Artigo arquivado em Hemeroteca
e marcado com as tags Astrogildo Pereira, Censura e repressão, Ditadura civil-militar brasileira, Estado Novo, Imprensa clandestina, Imprensa marxista, Maurício Grabois, Otávio Brandão Rego, Partido Comunista Brasileiro, Partido Comunista do Brasil, Rio de Janeiro

Fundado pelo Partido Comunista Brasileiro (PCB), então denominado Partido Comunista do Brasil, A Classe Operária é um dos mais importantes periódicos de organizações partidárias de esquerda da história brasileira – e também o mais antigo ainda em circulação, precursor de Tribuna Popular, Imprensa Popular, Voz Operária e Novos Rumos. Foi fundado no Rio de Janeiro (RJ) como órgão do comitê central do PCB, em data sugestiva: 1º de maio de 1925, quando teria circulado com 5 mil exemplares. Seus fundadores foram Astrogildo Pereira e Otávio Brandão Rego, que tinham a colaboração de José Lago Morales e Laura Brandão.

Em seu II Congresso, o PCB havia decidido pela criação de um jornal que divulgasse o programa, as principais causas e a atuação do partido. No entanto, como foi criado em pleno estado de sítio – que durou quase todo o governo de Arthur Bernardes (1922-1926) –, o jornal teve que superar vários obstáculos, antes mesmo de ser lançado. Afonso Pena Júnior, então ministro da Justiça, chegou a destacar dois jornalistas, Alberto Lira e Carlos Sussekind, para censurar o periódico, embora, na prática, isso não tenha ocorrido.

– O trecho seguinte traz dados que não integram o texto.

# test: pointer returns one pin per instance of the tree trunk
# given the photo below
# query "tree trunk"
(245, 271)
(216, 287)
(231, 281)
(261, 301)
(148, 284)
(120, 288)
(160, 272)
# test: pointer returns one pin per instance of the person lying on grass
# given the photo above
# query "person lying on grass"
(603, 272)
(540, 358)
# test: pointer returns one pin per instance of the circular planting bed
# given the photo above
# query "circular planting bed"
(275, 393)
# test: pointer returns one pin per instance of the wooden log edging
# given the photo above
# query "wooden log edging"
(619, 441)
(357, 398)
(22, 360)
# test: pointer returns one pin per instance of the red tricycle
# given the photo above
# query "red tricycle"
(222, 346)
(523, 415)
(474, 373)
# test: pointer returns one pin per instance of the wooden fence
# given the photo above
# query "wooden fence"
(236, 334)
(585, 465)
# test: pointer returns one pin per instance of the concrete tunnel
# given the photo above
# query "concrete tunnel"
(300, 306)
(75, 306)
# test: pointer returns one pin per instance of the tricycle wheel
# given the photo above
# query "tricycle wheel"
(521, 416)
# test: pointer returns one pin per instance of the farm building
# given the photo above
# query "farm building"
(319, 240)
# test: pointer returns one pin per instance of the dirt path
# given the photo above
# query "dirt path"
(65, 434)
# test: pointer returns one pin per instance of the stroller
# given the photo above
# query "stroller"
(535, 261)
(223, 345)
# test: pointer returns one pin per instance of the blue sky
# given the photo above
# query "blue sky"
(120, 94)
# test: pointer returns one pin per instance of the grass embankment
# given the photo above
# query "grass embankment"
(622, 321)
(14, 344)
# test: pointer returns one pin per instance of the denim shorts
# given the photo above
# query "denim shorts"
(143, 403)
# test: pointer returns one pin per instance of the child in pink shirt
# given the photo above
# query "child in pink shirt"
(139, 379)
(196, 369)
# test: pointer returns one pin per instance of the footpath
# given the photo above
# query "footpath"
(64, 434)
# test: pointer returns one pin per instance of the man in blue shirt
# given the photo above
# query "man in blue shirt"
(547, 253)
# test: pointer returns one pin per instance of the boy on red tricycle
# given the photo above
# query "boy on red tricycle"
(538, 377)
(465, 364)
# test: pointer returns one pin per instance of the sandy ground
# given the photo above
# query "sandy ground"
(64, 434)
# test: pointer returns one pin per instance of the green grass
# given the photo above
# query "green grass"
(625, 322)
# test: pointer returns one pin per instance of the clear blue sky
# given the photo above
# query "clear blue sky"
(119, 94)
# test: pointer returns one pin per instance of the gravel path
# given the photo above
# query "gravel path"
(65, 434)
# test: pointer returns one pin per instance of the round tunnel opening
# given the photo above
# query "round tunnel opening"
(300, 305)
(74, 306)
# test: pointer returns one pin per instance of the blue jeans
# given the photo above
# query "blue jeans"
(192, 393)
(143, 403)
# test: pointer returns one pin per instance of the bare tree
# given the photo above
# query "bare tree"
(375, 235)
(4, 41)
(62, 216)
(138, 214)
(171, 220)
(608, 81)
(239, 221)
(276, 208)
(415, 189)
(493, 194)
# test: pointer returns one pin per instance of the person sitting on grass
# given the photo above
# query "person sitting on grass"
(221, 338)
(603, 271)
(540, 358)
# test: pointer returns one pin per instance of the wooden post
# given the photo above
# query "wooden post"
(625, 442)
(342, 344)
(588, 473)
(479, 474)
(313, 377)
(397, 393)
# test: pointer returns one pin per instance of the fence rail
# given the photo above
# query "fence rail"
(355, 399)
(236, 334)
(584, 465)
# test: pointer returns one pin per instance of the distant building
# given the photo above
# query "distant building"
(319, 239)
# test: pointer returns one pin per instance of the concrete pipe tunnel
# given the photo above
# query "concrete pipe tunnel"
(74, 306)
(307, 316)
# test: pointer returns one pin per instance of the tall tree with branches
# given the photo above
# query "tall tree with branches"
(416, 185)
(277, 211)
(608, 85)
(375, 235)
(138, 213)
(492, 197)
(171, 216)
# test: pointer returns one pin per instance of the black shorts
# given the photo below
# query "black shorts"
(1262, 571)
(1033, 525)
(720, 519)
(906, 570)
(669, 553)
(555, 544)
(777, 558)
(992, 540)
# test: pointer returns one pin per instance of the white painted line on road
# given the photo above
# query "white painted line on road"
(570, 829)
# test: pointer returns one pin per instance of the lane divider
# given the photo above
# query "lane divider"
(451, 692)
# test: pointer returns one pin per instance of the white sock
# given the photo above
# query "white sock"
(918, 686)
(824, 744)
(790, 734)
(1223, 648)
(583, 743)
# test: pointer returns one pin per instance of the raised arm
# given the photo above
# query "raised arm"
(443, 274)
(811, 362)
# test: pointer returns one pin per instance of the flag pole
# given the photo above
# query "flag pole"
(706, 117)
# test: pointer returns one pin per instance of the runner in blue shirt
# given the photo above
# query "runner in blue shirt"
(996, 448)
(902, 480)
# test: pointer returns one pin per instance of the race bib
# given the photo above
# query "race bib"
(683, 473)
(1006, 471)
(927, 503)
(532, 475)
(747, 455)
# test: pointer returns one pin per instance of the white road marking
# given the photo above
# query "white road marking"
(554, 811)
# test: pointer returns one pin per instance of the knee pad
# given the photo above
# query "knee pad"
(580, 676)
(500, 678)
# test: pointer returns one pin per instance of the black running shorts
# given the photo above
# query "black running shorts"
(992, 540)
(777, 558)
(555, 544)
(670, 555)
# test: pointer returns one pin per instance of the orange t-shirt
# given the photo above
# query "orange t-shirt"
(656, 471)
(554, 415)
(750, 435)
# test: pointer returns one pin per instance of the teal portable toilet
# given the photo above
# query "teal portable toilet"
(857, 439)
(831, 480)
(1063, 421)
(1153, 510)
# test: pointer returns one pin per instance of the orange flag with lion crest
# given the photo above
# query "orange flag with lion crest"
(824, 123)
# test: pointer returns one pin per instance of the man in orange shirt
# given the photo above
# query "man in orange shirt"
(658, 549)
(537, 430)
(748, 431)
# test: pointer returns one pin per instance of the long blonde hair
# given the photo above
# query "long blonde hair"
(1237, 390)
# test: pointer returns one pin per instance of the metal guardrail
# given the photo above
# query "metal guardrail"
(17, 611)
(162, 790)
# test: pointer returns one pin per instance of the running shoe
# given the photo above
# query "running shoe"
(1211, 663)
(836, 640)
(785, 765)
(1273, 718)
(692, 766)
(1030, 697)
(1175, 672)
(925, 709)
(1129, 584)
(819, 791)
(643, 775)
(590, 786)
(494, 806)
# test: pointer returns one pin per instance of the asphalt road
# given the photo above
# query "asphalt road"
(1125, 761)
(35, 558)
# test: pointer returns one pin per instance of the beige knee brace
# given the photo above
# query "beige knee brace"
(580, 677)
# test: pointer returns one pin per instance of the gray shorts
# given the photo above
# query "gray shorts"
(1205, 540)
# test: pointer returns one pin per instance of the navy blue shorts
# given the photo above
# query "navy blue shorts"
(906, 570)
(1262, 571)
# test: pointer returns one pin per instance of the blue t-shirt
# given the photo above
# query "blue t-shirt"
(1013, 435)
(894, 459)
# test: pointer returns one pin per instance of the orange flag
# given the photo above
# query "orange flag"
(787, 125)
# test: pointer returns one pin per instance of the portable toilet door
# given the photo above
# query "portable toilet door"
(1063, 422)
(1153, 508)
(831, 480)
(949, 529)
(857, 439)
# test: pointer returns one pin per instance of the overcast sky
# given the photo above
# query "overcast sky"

Como o PCB não tinha gráfica própria, a primeira edição demorou alguns dias para ser lançada. A partir da segunda, o jornal passou a ser composto e impresso na oficina de O Paiz, ironicamente o grande jornal governista da República oligárquica. O aspecto visual do jornal melhorou consideravelmente com esta parceria.

Dedicando-se a temas centrais como a defesa das classes trabalhadoras, a disseminação do marxismo segundo a visão do Partido Comunista, o debate das causas e questões proletárias, a crítica ao capitalismo e a conciliação de classes e,não menos importante, as condições de vida e de trabalho dos trabalhadores brasileiros, A Classe Operária, em seus primeiros momentos, circulava repleto de reivindicações, com destaque para a seção de cartas de leitores. Seu noticiário era didático e popular, com as análises e discussões teóricas em segundo plano. Até a grande cisão no partido, em 1961-62, o periódico defendia incondicionalmente a linha política adotada pela União Soviética, vista como o modelo a ser seguido.A partir de 1962, com a primeira grande cisão, o jornal ficou com o Partido Comunista do Brasil (PCdoB), de linha chinesa.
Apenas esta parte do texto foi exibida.